Se présenter aux élections municipales : un pari risqué ?
Se présenter à l’élection locale qu’est celle du conseil municipal ne nécessite pas uniquement un engagement, de la volonté, etc. Il exige aussi des moyens financiers. Petites réflexions...
Nos concitoyens l’ignorent trop souvent, c’est pourquoi il paraît judicieux de le préciser ici : vouloir devenir maire ne nécessite pas que de l’ambition, du courage et, évidemment, un programme juste et cohérent, mais il réclame aussi de la part du candidat des moyens financiers plutôt importants. Certains rétorqueront : « Les candidats sont remboursés, par l’Etat, des frais engagés pour la campagne ». C’est exact, mais si et seulement si le candidat a obtenu 5 % des suffrages exprimés ! Ca paraît facilement réalisable, 5 % ça semble peu. Mais il faut « les faire » !
Le candidat prétendant à une mairie doit dépenser beaucoup d’argent pour les frais liés à sa campagne électorale : tracts, affiches, programme, location du local de permanence, frais de communication, etc. Pour une ville de 40 000 habitants, par exemple, cela monte vite à plus de 15 000 euros, soit le prix d’une voiture neuve de gamme moyenne. Combien sont ceux qui peuvent, dans une ville de 40 000 âmes, mettre plus de 15 000 euros pour mener une campagne électorale au service des autres ? Faut-il en déduire que seules les personnes aisées ou prêtes à fortement s’endetter peuvent espérer voir leur programme, leurs idées, leur engagement, présentés à leurs concitoyens ? La réponse semble clairement oui.
Pourtant, combien d’entre vous ont des connaissances, des projets, de l’énergie à mettre au service d’une ville et de ses habitants sans, toutefois, pouvoir mettre une somme rondelette dans une campagne électorale ? Partir en campagne, c’est un peu jouer à pile ou face lorsque l’on n’a pas de notoriété ; et, encore, celle-ci ne suffit pas toujours pour atteindre les 5 % fatidiques et être remboursé de la plupart des frais liés à la campagne électorale.

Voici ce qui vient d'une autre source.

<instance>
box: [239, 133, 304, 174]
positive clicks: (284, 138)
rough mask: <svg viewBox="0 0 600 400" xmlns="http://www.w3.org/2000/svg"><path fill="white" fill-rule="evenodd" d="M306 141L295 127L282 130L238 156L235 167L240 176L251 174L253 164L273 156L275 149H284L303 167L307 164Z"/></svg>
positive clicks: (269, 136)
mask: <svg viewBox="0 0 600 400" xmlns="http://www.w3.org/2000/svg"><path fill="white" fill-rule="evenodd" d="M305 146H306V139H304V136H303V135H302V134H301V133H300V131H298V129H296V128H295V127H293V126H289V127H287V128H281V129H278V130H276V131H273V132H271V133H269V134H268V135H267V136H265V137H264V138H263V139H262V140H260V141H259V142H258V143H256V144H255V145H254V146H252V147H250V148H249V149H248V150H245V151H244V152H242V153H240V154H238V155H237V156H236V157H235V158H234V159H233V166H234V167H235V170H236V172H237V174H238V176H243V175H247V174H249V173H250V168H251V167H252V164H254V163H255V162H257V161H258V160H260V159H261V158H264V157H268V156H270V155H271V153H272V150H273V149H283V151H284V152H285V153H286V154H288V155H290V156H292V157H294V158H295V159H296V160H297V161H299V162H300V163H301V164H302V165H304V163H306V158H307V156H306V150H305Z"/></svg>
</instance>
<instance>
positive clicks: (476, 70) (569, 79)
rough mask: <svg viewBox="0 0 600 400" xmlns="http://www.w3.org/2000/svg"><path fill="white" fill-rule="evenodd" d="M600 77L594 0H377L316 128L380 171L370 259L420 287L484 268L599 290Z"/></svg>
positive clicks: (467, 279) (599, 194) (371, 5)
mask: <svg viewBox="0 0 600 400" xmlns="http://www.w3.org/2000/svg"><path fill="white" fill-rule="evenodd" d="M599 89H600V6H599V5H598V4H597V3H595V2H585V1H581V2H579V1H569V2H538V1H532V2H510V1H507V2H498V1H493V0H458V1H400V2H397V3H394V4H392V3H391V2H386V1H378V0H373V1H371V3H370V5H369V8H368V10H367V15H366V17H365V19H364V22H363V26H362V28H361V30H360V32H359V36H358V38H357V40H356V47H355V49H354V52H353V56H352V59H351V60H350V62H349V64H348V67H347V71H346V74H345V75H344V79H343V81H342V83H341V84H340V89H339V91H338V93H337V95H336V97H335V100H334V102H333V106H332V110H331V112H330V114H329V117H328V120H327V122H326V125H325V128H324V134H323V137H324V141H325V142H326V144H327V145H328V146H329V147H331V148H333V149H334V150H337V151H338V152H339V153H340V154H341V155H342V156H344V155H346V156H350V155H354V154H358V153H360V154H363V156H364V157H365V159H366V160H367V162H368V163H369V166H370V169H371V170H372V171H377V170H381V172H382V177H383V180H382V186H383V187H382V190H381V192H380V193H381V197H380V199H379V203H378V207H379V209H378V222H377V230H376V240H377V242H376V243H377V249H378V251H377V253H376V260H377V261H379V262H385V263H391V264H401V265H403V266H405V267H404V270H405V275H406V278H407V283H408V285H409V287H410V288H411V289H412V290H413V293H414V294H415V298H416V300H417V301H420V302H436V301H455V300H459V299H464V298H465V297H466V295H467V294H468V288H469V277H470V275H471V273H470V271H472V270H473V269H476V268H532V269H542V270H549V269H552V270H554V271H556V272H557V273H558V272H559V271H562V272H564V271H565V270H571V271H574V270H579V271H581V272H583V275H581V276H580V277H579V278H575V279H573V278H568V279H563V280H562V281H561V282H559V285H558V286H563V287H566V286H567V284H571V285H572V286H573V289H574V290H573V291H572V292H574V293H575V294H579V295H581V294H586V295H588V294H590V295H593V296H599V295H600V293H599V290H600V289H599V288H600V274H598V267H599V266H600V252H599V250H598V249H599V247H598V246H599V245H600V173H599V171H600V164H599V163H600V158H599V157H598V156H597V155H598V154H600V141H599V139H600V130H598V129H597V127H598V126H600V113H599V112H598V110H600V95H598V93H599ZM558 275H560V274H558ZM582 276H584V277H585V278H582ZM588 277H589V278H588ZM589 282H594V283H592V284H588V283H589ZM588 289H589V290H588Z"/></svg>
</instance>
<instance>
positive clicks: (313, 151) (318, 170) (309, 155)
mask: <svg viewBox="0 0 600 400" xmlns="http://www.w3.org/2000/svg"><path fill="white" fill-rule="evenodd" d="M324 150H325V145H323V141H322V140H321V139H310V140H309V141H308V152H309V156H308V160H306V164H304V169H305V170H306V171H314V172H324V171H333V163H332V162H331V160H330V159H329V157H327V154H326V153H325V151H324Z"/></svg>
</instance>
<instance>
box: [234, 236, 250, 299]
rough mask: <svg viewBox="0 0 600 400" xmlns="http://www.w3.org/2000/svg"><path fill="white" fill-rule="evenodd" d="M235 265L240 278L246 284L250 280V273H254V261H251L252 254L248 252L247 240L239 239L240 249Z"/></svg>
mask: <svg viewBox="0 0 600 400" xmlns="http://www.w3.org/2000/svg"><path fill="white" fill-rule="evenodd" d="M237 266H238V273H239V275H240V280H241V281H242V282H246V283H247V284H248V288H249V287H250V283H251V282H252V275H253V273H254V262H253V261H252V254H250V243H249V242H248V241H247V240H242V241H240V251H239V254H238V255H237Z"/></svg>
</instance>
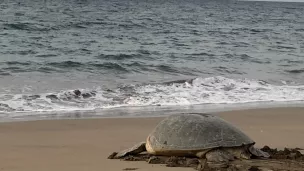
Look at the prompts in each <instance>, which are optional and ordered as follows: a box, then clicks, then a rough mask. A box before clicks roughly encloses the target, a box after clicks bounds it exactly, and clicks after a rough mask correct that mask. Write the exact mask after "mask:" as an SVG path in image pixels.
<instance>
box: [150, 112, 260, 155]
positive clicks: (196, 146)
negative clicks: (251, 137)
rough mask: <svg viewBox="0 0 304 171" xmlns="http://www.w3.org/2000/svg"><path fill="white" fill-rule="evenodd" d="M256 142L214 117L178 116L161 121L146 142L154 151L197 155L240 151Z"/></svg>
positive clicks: (234, 126)
mask: <svg viewBox="0 0 304 171" xmlns="http://www.w3.org/2000/svg"><path fill="white" fill-rule="evenodd" d="M254 143H255V142H254V141H253V140H252V139H250V138H249V137H248V136H247V135H246V134H244V133H243V132H242V131H240V130H239V129H238V128H236V127H235V126H233V125H232V124H230V123H228V122H227V121H225V120H223V119H221V118H219V117H217V116H215V115H211V114H191V113H190V114H176V115H171V116H169V117H167V118H165V119H164V120H162V121H161V122H160V123H159V124H158V125H157V126H156V127H155V129H154V130H153V131H152V132H151V134H150V135H149V136H148V138H147V144H148V145H149V148H152V149H153V151H155V152H157V151H168V150H170V151H184V150H190V151H196V150H204V149H210V148H217V147H238V146H242V145H250V144H252V145H253V144H254Z"/></svg>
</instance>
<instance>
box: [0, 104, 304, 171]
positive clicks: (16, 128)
mask: <svg viewBox="0 0 304 171" xmlns="http://www.w3.org/2000/svg"><path fill="white" fill-rule="evenodd" d="M215 114H216V115H218V116H220V117H222V118H224V119H225V120H227V121H229V122H231V123H233V124H235V125H236V126H237V127H239V128H240V129H241V130H242V131H244V132H245V133H246V134H248V135H249V136H250V137H251V138H252V139H253V140H255V141H256V143H257V144H256V146H257V147H262V146H264V145H269V146H271V147H272V148H284V147H292V148H294V147H299V148H304V125H303V122H304V108H272V109H250V110H239V111H229V112H221V113H215ZM161 119H162V118H113V119H109V118H107V119H78V120H77V119H74V120H44V121H27V122H9V123H1V124H0V139H1V141H0V152H1V153H0V170H4V171H54V170H64V171H83V170H87V171H119V170H123V169H125V168H138V170H140V171H148V170H149V171H150V170H151V171H152V170H155V171H156V170H158V171H159V170H162V171H169V170H175V171H178V170H184V171H186V170H193V169H192V168H168V167H164V166H162V165H152V164H147V163H146V162H126V161H119V160H109V159H107V157H108V155H109V154H111V153H112V152H113V151H119V150H122V149H124V148H127V147H130V146H132V145H133V144H135V143H137V142H140V141H143V140H145V138H146V136H147V135H148V133H149V132H150V131H151V130H152V128H153V127H154V126H156V124H157V123H158V122H159V121H160V120H161Z"/></svg>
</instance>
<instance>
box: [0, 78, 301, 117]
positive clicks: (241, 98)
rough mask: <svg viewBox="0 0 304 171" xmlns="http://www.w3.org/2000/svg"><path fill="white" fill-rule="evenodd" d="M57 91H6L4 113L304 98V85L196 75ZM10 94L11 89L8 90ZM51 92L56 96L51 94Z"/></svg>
mask: <svg viewBox="0 0 304 171" xmlns="http://www.w3.org/2000/svg"><path fill="white" fill-rule="evenodd" d="M79 91H80V92H81V94H82V95H84V94H86V95H88V94H89V95H91V96H89V97H85V96H82V95H80V96H77V95H76V94H75V92H74V90H68V91H62V92H59V93H58V92H57V93H44V94H39V95H32V94H2V95H0V112H1V113H12V112H14V113H16V112H46V111H53V112H56V111H80V110H95V109H103V108H115V107H125V106H153V105H154V106H155V105H157V106H159V105H160V106H183V105H197V104H244V103H250V102H293V101H294V102H295V101H304V85H294V84H293V85H288V84H287V83H286V82H285V84H282V85H273V84H269V83H266V82H264V81H258V80H249V79H230V78H225V77H209V78H196V79H193V80H191V81H188V82H187V81H185V82H184V83H181V82H180V81H178V82H176V83H174V82H172V83H170V84H149V85H129V86H125V87H121V88H118V89H116V90H112V91H109V90H103V89H101V88H98V89H95V90H87V89H79ZM6 93H7V92H6ZM49 95H53V97H50V96H49Z"/></svg>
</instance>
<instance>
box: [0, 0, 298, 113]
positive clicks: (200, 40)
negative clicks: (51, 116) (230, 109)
mask: <svg viewBox="0 0 304 171" xmlns="http://www.w3.org/2000/svg"><path fill="white" fill-rule="evenodd" d="M0 9H1V10H0V113H2V116H3V117H8V116H12V115H16V113H18V115H22V114H25V113H29V112H31V113H33V115H39V114H41V112H42V113H43V112H44V113H46V112H63V113H64V112H73V111H80V110H83V111H91V112H93V111H96V110H100V109H105V108H107V109H108V108H113V107H115V108H117V107H134V106H135V107H136V106H171V107H174V106H191V105H209V104H213V105H216V106H219V105H223V104H248V103H252V102H255V103H256V102H263V103H264V102H288V103H290V102H297V103H298V102H299V101H303V100H304V93H303V92H304V91H303V90H304V29H303V26H304V3H286V2H280V3H279V2H242V1H236V2H235V1H195V0H192V1H160V0H153V1H136V0H122V1H121V0H120V1H114V0H111V1H106V0H63V1H59V0H53V1H48V0H45V1H38V0H19V1H18V0H13V1H8V0H2V1H0ZM75 90H79V92H80V93H79V92H78V91H75ZM215 108H216V107H215ZM93 113H94V112H93Z"/></svg>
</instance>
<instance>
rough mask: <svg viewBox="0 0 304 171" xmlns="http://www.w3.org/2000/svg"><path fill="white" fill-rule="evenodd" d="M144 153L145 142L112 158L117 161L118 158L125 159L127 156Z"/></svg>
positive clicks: (125, 150) (120, 151)
mask: <svg viewBox="0 0 304 171" xmlns="http://www.w3.org/2000/svg"><path fill="white" fill-rule="evenodd" d="M144 151H146V142H140V143H138V144H136V145H134V146H133V147H131V148H128V149H125V150H123V151H120V152H118V153H117V154H116V155H115V157H114V158H117V159H119V158H122V157H125V156H127V155H134V154H139V153H141V152H144Z"/></svg>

On ne récupère jamais toutes les sommes engagées d’autant que la réglementation est très précise et la commission des comptes très tatillonne (ce qui est, somme toute, normal puisque ce sont les contribuables qui paient les remboursements de campagne).
Alors, peut-on être engagé, motivé, avoir de bonnes idées et un vrai programme pour sa ville tout en étant inconnu et financièrement modeste ? D’évidence non.
Quelles sont les mesures qui permettraient à toute personne motivée de présenter un programme politique pour sa ville sans craindre d’y laisser sa veste ou, pire, sa maison ? L’Etat doit-il prendre en charge la totalité des frais engagés par chacun des candidats ? Non et pour une raison simple : la porte serait alors ouverte à toutes sortes de listes, des plus sérieuses aux plus farfelues... Ces dernières seraient d’ailleurs très nombreuses à convoiter le poste de premier magistrat de la ville. Les voix seraient encore plus dispersées. Le désordre ainsi créé entraînerait une augmentation du taux d’abstention, déjà très élevé aujourd’hui.
Un électeur sur deux ne se déplace pas pour voter, même à l’élection locale. C’est dire le peu d’intérêt qu’ont les Français pour la politique. Ces mêmes « électeurs » sont pourtant, tous les jours, des milliers à se plaindre de leurs conditions de vie... Sensibiliser chacun à l’importance des scrutins, les réconcilier avec la politique ne pourrait que rendre plus lisible et plus claire la volonté des électeurs. Ceux-ci doivent remplir leur devoir de citoyen. Peut-on imaginer prétendre à tous les droits sans avoir un minimum d’obligations ? Faut-il se diriger vers le vote obligatoire ? Cela permettrait de répondre partiellement à l’une des questions posées dans le présent article : Comment atteindre le taux de 5 % permettant d’être remboursé des frais de campagne ? Une plus grande participation au suffrage augmenterait, en effet, de facto le taux de voix obtenus par chacun des candidats. Le risque de ne pas atteindre le seuil fatidique existerait toujours, mais serait considérablement réduit. Quoi qu’il en soit il paraît évident, aujourd’hui, que le citoyen lambda et modeste ne peut pas s’engager sans prendre un risque considérable. Faut-il réformer le Code électoral ? La question mérite bien une réflexion approfondie.